You see it, when on low mode, and i look at the reflectors.

Do you have dust also, when you have your TK75 on lowmode?

Thanks for your help.

Remco


----------



## kj2 (Mar 27, 2013)

RemcoM said:


> Hi,
> Why can, that i have alot of dust inside my TK75, on the reflectors?
> Why can the manufacterer not prevent that?
> Or can dust from my house easily get inside it?
> ...



I have no dust on my reflector. If the assembly-area is clean enough they could prevent it, but dust is everywhere.


----------



## RemcoM (Mar 27, 2013)

kj2 said:


> I have no dust on my reflector. If the assembly-area is clean enough they could prevent it, but dust is everywhere.



Hi, Does your TK75 also shine very wide in your opinion?

Whats your personal opinion about the ,low medium, high, and turbo mode of your TK75?

Do you personally see alot of difference between the 1100 lumen high mode, and the 2600 lumen turbomode?

I will go tonight test the low mode in the forest, is that good, or to less light, to explore the forest at night?

Remco


----------



## herosemblem (Mar 27, 2013)

My unit has a significant difference between high and turbo modes. 
Low mode is fine for exploring the forest with night-adapted eyes. Any brighter and you will just blind yourself with the light reflected off the many nearby trees.


----------



## kj2 (Mar 27, 2013)

RemcoM said:


> Hi, Does your TK75 also shine very wide in your opinion?
> Whats your personal opinion about the ,low medium, high, and turbo mode of your TK75?
> Do you personally see alot of difference between the 1100 lumen high mode, and the 2600 lumen turbomode?
> I will go tonight test the low mode in the forest, is that good, or to less light, to explore the forest at night?
> Remco


Yes, Perfect, Yes, low can be to low in a forest/ depends on how dark it is/how far you want to see.


----------



## Kick (Mar 27, 2013)

kj2 said:


> I have no dust on my reflector. If the assembly-area is clean enough they could prevent it, but dust is everywhere.

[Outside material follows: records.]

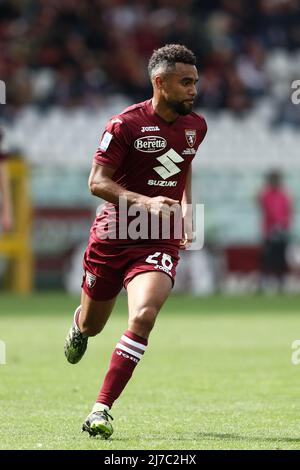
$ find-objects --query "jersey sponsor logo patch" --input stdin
[134,135,167,153]
[148,180,177,188]
[141,126,160,132]
[99,131,112,152]
[184,129,197,147]
[182,147,196,155]
[85,271,97,289]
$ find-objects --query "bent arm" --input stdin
[180,165,194,249]
[88,163,178,213]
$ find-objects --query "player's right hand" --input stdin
[146,196,181,218]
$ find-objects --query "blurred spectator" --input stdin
[0,129,13,232]
[258,170,293,290]
[0,0,300,126]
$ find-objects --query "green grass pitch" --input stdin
[0,293,300,450]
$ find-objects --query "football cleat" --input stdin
[64,322,88,364]
[82,410,114,439]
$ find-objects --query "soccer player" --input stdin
[65,44,207,438]
[0,129,13,232]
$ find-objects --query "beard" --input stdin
[167,100,193,116]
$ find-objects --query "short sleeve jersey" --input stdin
[92,99,207,246]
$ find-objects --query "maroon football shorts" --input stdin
[81,238,179,300]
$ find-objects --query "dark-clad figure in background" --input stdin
[258,170,293,291]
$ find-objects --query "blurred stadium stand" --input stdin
[0,0,300,292]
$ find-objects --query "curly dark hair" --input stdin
[148,44,196,79]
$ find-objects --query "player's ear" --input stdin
[153,75,162,90]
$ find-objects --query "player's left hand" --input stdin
[179,218,195,250]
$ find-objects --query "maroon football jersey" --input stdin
[91,99,207,245]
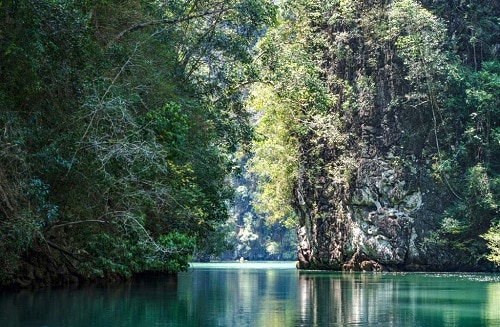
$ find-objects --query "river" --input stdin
[0,262,500,327]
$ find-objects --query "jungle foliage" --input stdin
[0,0,275,284]
[247,0,500,264]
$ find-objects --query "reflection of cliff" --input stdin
[299,274,397,326]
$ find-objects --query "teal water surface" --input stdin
[0,262,500,327]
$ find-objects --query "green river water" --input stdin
[0,262,500,327]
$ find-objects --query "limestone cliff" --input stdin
[295,1,494,271]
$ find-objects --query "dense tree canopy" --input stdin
[0,0,274,283]
[248,0,500,270]
[0,0,500,284]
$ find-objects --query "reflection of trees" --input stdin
[484,283,500,322]
[179,264,297,326]
[299,273,406,326]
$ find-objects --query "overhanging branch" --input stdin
[108,8,231,45]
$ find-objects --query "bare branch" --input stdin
[108,8,229,46]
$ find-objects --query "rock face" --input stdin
[295,1,488,271]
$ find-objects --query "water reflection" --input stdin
[0,263,500,327]
[297,272,500,326]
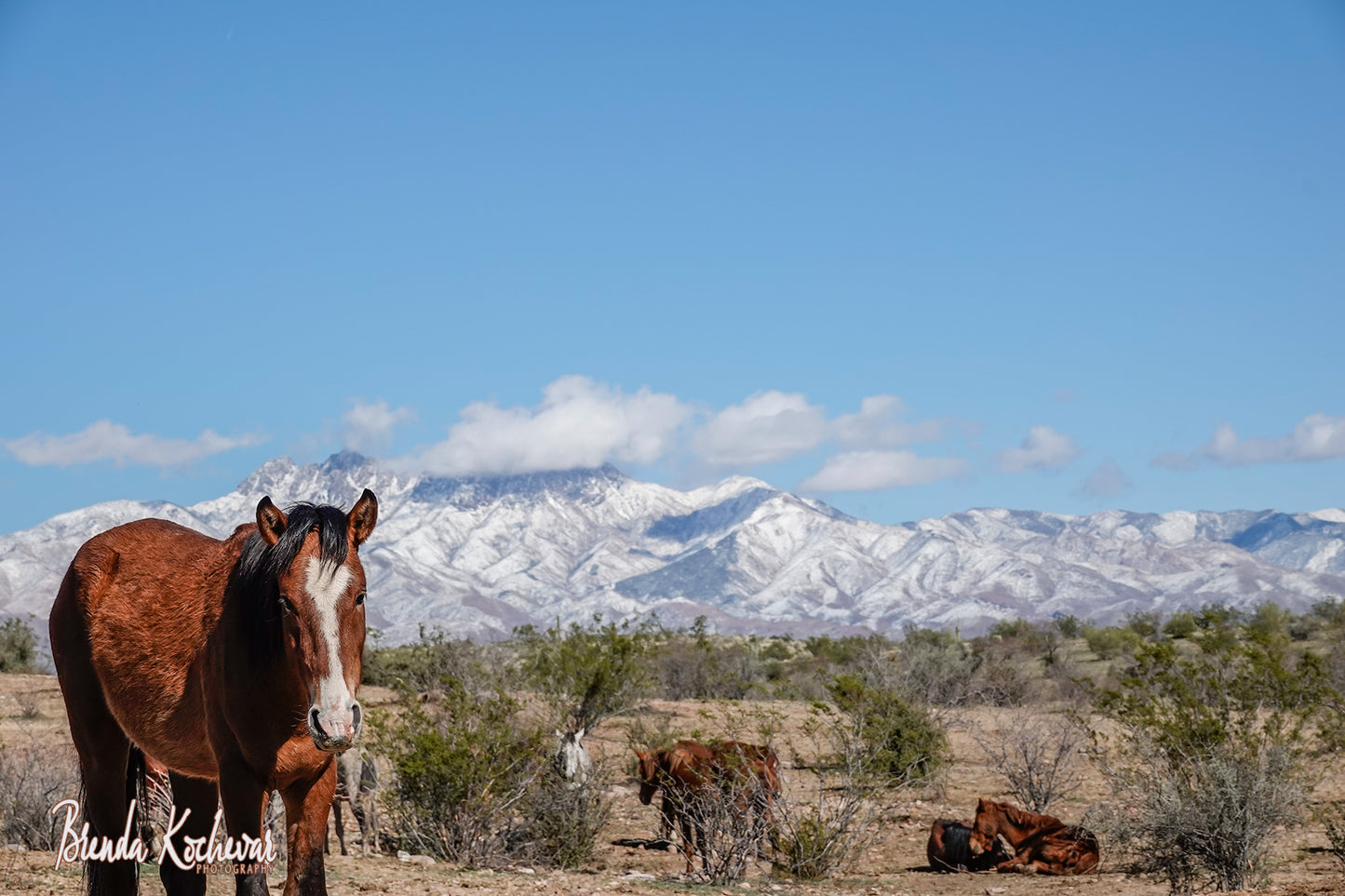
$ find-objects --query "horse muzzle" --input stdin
[308,701,363,754]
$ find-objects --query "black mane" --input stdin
[229,501,350,661]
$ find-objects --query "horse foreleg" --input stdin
[159,772,220,896]
[280,761,336,896]
[79,729,139,896]
[220,759,270,896]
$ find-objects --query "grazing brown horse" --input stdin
[925,818,1013,872]
[51,489,378,896]
[971,799,1100,875]
[635,740,780,875]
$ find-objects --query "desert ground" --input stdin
[0,675,1345,896]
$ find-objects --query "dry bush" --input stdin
[511,766,612,869]
[0,732,79,849]
[772,706,934,880]
[370,679,549,866]
[1088,748,1305,893]
[1095,632,1338,892]
[970,712,1091,812]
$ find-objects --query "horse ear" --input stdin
[257,495,289,545]
[347,488,378,548]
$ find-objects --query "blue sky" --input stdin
[0,0,1345,531]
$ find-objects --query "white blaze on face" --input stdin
[304,557,354,736]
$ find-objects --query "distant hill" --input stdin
[0,452,1345,643]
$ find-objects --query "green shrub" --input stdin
[1056,615,1084,637]
[519,773,612,869]
[1084,625,1143,660]
[514,618,653,728]
[1163,609,1200,639]
[1097,623,1338,892]
[370,679,550,866]
[895,627,982,706]
[0,616,42,673]
[360,625,501,693]
[830,675,948,782]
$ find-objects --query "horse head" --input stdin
[967,796,1000,856]
[635,749,659,806]
[257,488,378,754]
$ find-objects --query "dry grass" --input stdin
[0,675,1345,896]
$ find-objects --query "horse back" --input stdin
[49,519,249,776]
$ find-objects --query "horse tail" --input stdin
[127,744,155,844]
[943,820,971,871]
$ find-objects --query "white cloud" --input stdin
[831,395,946,448]
[1152,413,1345,471]
[1149,450,1200,473]
[0,420,266,468]
[1079,458,1136,498]
[1197,414,1345,467]
[799,450,967,492]
[406,375,692,476]
[692,390,827,467]
[1000,426,1079,473]
[341,398,416,455]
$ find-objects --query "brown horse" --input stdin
[925,818,1013,872]
[973,799,1100,875]
[635,740,780,875]
[51,489,378,896]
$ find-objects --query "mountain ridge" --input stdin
[0,452,1345,643]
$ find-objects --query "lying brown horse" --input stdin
[51,489,378,896]
[925,818,1013,872]
[971,799,1100,875]
[635,740,780,875]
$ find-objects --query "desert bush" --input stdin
[771,703,928,880]
[0,736,79,850]
[971,646,1036,706]
[360,625,504,693]
[655,616,753,700]
[0,616,43,673]
[370,679,550,866]
[1125,609,1163,640]
[514,618,653,728]
[1245,600,1293,640]
[1308,597,1345,628]
[971,712,1092,812]
[1097,622,1334,892]
[1055,615,1084,637]
[893,625,982,706]
[1162,609,1200,637]
[1314,799,1345,865]
[828,675,948,783]
[1084,625,1143,660]
[513,771,612,868]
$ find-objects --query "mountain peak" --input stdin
[411,464,626,510]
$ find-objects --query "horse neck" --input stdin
[994,808,1060,849]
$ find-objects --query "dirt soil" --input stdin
[0,675,1345,896]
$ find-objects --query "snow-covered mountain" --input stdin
[0,453,1345,643]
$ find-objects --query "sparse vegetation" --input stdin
[0,616,46,674]
[1097,609,1334,892]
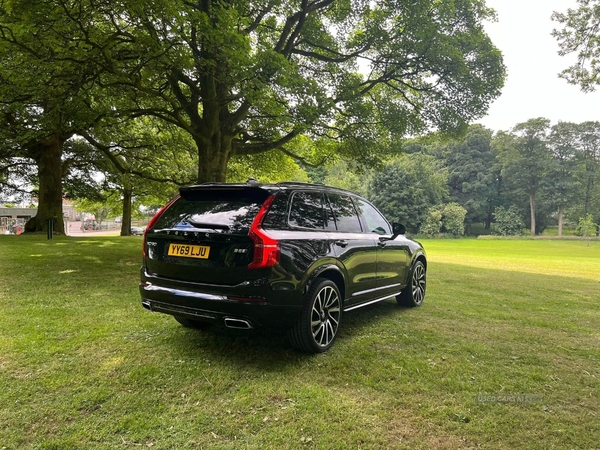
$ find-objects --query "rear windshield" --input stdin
[153,191,268,234]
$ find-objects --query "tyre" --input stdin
[288,278,342,353]
[173,316,212,330]
[396,261,427,306]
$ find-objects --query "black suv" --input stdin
[140,180,427,352]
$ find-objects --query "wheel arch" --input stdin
[304,264,346,300]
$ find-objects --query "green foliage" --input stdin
[419,203,467,237]
[323,159,373,196]
[442,203,467,237]
[419,206,442,236]
[496,117,552,236]
[492,205,525,236]
[443,125,500,227]
[552,0,600,92]
[369,153,448,232]
[577,214,597,237]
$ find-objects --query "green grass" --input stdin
[0,236,600,450]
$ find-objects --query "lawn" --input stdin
[0,236,600,450]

Did you take yours apart to remove the dust, or did it come dust free from the factory ? My TK-35 and TK-75 have dust inside of them.


----------



## kj2 (Mar 27, 2013)

Kick said:


> Did you take yours apart to remove the dust, or did it come dust free from the factory ? My TK-35 and TK-75 have dust inside of them.



It came dust-free, you can't access the head/reflector.


----------



## Kick (Mar 27, 2013)

kj2 said:


> It came dust-free, you can't access the head/reflector.


What about cleaning the reflector ? Would a microfiber cloth and a 50/50 mixture of distilled water and 70% isopropyl alcohol be safe, as to not remove any coating on the outside of the reflector ?


----------



## kj2 (Mar 27, 2013)

Kick said:


> What about cleaning the reflector ? Would a microfiber cloth and a 50/50 mixture of distilled water and 70% isopropyl alcohol be safe, as to not remove any coating on the outside of the reflector ?



again, you can't access the reflector. The only thing you can clean in the glass. I use just a microfiber cloth nothing else.


----------



## Kick (Mar 27, 2013)

kj2 said:


> again, you can't access the reflector. The only thing you can clean in the glass. I use just a microfiber cloth nothing else.



Got it. Thanks


----------



## herosemblem (Mar 27, 2013)

Kick, I know you already resolved your question, but when you asked if one could clean the "reflector", did you mean to ask if one could cle_an the lens_​?


----------



## Kick (Mar 27, 2013)

Yes, I did. Was in a huge hurry and clearly not thinking correctly. I would like to know a safe way to clean the lens, as to not damage it.


----------



## herosemblem (Mar 27, 2013)

I clean the lens with anything, really. 
Now, cleaning the* inside* of the lens may be a different story because a) the head isn't really/easily removable, and b)there appears to be an anti-glare purple-green coating on the inside of the lens, in which case I wouldn't even bother touching it. 
My TK75 does have dust on the inside of the lens, but it is more just an eyesore that I notice while oogling the light, rather than anything which affects actual performance of the light.


----------



## Kick (Mar 29, 2013)

I e-mailed Fenix about cleaning the lenses on all my Fenix lights. They responded that they use alcohol to clean the lenses. Of course, YMMV .


----------



## SureAddicted (Apr 3, 2013)

Kick said:


> I e-mailed Fenix about cleaning the lenses on all my Fenix lights. They responded that they use alcohol to clean the lenses. Of course, YMMV .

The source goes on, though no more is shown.